Step 1: Centre and axial fields.
A circular coil gives $B_c = \dfrac{\mu_0 I}{2r}$ at its centre and $B_a = \dfrac{\mu_0 I r^2}{2(r^2+x^2)^{3/2}}$ at axial distance $x$.
Step 2: Take the ratio.
Dividing the axial field by the centre field cancels $\mu_0 I$: \[ \frac{B_a}{B_c} = \frac{r^3}{(r^2+x^2)^{3/2}}. \]

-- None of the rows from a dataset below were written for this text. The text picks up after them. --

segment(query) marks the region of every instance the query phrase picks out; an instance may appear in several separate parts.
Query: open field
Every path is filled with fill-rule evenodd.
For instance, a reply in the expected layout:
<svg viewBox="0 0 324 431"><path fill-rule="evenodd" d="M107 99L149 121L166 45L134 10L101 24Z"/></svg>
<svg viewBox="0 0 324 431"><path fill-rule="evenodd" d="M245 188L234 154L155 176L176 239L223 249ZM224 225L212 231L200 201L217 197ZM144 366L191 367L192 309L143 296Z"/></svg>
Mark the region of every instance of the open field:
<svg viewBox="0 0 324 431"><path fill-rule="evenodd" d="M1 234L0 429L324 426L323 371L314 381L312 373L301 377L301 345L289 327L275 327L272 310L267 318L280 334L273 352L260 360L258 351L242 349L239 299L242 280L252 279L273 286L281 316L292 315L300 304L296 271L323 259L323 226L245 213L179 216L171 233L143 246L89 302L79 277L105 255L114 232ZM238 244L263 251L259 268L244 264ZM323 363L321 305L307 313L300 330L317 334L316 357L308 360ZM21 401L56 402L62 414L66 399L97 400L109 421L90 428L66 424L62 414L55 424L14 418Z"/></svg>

Step 3: Substitute $x = \sqrt{3}\,r$.
Then $r^2 + x^2 = r^2 + 3r^2 = 4r^2$.
Step 4: Plug into the ratio.
\[ \frac{B_a}{B_c} = \frac{r^3}{(4r^2)^{3/2}}. \]
Step 5: Simplify the denominator.
$(4r^2)^{3/2} = 4^{3/2}\,r^{3} = 8r^3$, so $\dfrac{B_a}{B_c} = \dfrac{r^3}{8r^3} = \dfrac{1}{8}$.
Step 6: Use $B_c = 1\,\text{T}$.
$B_a = \dfrac{1}{8}\times 1 = \dfrac{1}{8}\,\text{T}$.
\[ \boxed{\dfrac{1}{8}\ \text{T}} \]